Ben | Tari says, "we spent like a whole afternoon on jhm once asking each other if we pictured rooms we were in, how we pictured them, what we thought was where in relation to what else"

Amy [to Ben]: I'm not sure I visualize it either, but some of the programs like the buzzword generator make a big difference in interaction patterns

Tari says, "it was really interesting to me that some of the people who'd done some of the most interesting rooms really didn't think as much about space as some of the others"

Stuart says, "I think MOOs need to evolve towards a harmony of both text and graphics"

Tomoe says, "i used to ask students to draw the common rooms in LambdaMOO when we used to meet there. it was fun to share our very diff ideas."

Grommit says, "I'm sure I became more aware of real-world non-verbal communication (and had new ways to describe it) as a result of online communication."

Tiger thinks that text-only and gui moos are very different things that just cooincidently happen to have the same name

JaniceW waves to barrym.

SCog . o O ( barrym! )

mday [Jay]: thanks! I had a glimmer that could be true

Ben says, "when I connected the living room window to somewhere else there was a great uproar among people who had a different mental model"

Cerulean_Guest waves to barrym.

Bradley agrees with Tiger.

Ben says, "such as Jay :)"

Dave [cyan_guest]: Graphical representations do not necessarily increase a sense of presence. There are some studies that indicate that, for the same persons, text-based CMC is more engrossing than other kinds.

mday waves to barry. Howgoesit?

Shaan [to Stuart]: how do you mean?

Jay says, "i got gypped on jhm, i didn't have to develop a new sence of place"

Snickity [to Tiger]: probably so...I've gotten very lazy with room descriptions what with the graphics

Tari [to Ben]: yeah, that was interesting

barrym [mday]: going good...wouldn't miss this...congrats

Jay says, "also the library and the ledge behind the staircase"
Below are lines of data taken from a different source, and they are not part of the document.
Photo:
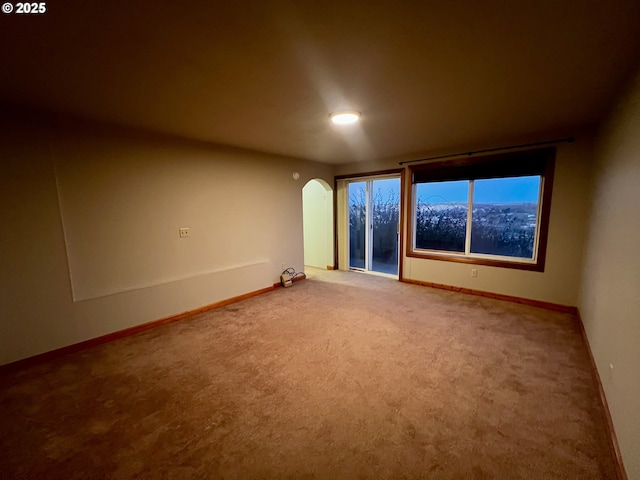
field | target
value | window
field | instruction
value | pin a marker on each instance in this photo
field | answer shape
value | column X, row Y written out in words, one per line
column 490, row 210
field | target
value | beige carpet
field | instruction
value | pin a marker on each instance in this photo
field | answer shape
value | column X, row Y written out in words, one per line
column 342, row 376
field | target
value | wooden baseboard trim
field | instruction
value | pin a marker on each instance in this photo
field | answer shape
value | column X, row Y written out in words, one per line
column 621, row 473
column 110, row 337
column 509, row 298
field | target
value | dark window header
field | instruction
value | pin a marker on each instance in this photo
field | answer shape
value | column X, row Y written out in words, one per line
column 513, row 164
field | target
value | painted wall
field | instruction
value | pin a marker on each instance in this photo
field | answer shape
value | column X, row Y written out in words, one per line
column 559, row 282
column 317, row 204
column 610, row 290
column 90, row 216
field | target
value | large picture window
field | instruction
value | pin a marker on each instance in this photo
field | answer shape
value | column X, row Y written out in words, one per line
column 490, row 210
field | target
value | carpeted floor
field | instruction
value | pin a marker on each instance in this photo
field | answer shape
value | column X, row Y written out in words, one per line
column 342, row 376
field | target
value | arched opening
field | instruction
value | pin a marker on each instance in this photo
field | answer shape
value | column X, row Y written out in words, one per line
column 317, row 219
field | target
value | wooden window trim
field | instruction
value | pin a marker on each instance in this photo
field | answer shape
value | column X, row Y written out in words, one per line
column 471, row 164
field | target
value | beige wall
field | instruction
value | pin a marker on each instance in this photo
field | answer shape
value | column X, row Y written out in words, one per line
column 610, row 291
column 559, row 282
column 317, row 202
column 90, row 218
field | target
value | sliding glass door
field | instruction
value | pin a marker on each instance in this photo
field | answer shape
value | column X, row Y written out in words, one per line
column 374, row 215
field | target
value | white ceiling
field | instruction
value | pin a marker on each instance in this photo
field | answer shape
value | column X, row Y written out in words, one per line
column 264, row 75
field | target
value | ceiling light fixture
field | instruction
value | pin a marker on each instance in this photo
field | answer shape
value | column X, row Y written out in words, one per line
column 345, row 117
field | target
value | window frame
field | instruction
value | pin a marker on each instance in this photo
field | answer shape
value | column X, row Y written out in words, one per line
column 513, row 164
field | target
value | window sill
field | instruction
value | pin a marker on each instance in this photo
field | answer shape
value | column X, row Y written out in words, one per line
column 529, row 266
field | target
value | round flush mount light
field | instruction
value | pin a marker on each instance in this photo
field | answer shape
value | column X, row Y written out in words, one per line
column 345, row 117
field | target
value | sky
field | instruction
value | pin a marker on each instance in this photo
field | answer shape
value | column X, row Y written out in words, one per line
column 496, row 190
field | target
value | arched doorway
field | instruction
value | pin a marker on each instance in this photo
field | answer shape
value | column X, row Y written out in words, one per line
column 317, row 219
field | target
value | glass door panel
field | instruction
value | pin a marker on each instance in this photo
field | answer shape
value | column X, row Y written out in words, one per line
column 385, row 217
column 357, row 225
Amy [to Dave]: which raises the issue of learning style. Do you all think this medium is better suited to some students than others?

Tomoe says, "absolutely"

Stuart says, "I think projects like Tapped In are starting to show how both text and graphics can coexist to make a more compelling environment"

Dave [amy]: Sure

Cyan_Guest nods to Dave

stevej nods vigorously

Grommit says, "I was reading an article in Prospect about how net.sex might change the world - the only thing that struck me as interesting is the difference in the quality of communication once you can emote (the article based its assumptions on AOL AIM)."

Clooluss nods yes to Amy

Dave [grommit]: It sure won't reproduce the world

Amy says, "so is the issue of different learning styles a problem? how do we support different styles?"

mday says, "maybe mapping physical places onto MU* environment is part of the problem. Maybe we need to let structure emerge, and see what happens. Anyone been paying attention to the new forms that emerge?"

Tari says, "another question: supposing you are one of the people who pictures the geography--in what ways does that help you with educational uses you imagine making of MOO?"

Shaan agrees with Stuart

Tari says, "that's a horribly phrased question i just asked"

Tari says, "can anyone help me say what i mean?"

Tari says, "ahem"

stevej says, "A ood argument for encore and otehr WebMOOs?"

Jan laughs

Tomoe says, "Stuart, students often start out with teh web interface in Tapped In then migrate to the text client for easier net3work experiences. once they 'get' the lay of the land, they seem to need it less."

Grommit says, "junk article otherwise. But I've never used AIM in any real way, and I was struck by how the only way you could communicate an emotion was to say it - like a phone conversation."

Nolan says, "amy the problem is that programmerness does not support multiple learning styles"

SCog [to Tari]: i admit i hardly ever even read room descriptions once i've been there

SCog blushes.

Amy [to Tomoe]: I didn't know that. Interesting.

Grommit says, "this might be obvious to all, but nevertheless, just the added ':' and we're a place."

Stuart says, "but I don't evolving MOOs means attaching graphics"

Nolan says, "and often constructionism is a learning style in itself, it seems..."

Bradley [to Grommit]: A lot of Java clients are like that.